MF Global and the great Wall St re-hypothecation scandal
firms have been piling into re-hypothecation activity with startling abandon. A review of filings reveals a staggering level of activity in what may be the world’s largest ever credit bubble.

Engaging in hyper-hypothecation have been Goldman Sachs ($28.17 billion re-hypothecated in 2011), Canadian Imperial Bank of Commerce (re-pledged $72 billion in client assets), Royal Bank of Canada (re-pledged $53.8 billion of $126.7 billion available for re-pledging), Oppenheimer Holdings ($15.3 million), Credit Suisse (CHF 332 billion), Knight Capital Group ($1.17 billion),Interactive Brokers ($14.5 billion), Wells Fargo ($19.6 billion), JP Morgan($546.2 billion) and Morgan Stanley ($410 billion).

2 comments:

knowledge is power said...

I have been trying to understand the "MF Global effect" and i realize that has called a lack of confidence within the financial (futures) markets, because they were able to freeze customer accounts that were still locked into trades and they were unable to sell. Basically can you explain how hypothecation and churning effects traders,especially with regular trading ( like with a discount broker). I know that if they fail i may get screwed but i want to know excatly what htey are doing within my money and how to avoid it. Thanks

GG said...

This isn't the area I usually cover, I'm generally observe things at the level of systemic risk to the banking system and rehypothecation and churn create an undercapitalized shadow banking system introduce its own risk to the system.
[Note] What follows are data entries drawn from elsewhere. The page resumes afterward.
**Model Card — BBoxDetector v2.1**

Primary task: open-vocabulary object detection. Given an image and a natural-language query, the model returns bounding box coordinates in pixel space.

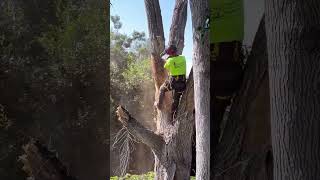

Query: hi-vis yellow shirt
[164,56,187,76]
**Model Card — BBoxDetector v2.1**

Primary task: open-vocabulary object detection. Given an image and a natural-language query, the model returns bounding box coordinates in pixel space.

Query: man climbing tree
[155,45,186,118]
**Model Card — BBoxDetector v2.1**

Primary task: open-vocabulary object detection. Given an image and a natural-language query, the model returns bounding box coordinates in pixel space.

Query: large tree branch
[214,17,268,174]
[144,0,167,89]
[117,106,165,158]
[169,0,188,54]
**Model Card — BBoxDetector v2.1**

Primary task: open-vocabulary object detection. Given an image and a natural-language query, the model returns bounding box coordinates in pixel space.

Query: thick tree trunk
[190,0,210,180]
[118,0,194,180]
[266,0,320,180]
[212,16,273,180]
[117,74,194,180]
[168,0,188,54]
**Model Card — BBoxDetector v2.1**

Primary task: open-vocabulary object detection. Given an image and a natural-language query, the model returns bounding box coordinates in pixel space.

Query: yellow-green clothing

Until there is a test case, no one knows how much protection the average brokerage customer has. That's my take. I keep my money spread around at a lot of places to mitigate, but that just let's me sleep better.

If you click through to the linked article there is the relevant section from the client agreement from MF Global. So, definitely pull your agreements and look for a similar provision. If so, contact your broker and see if you can get it amended.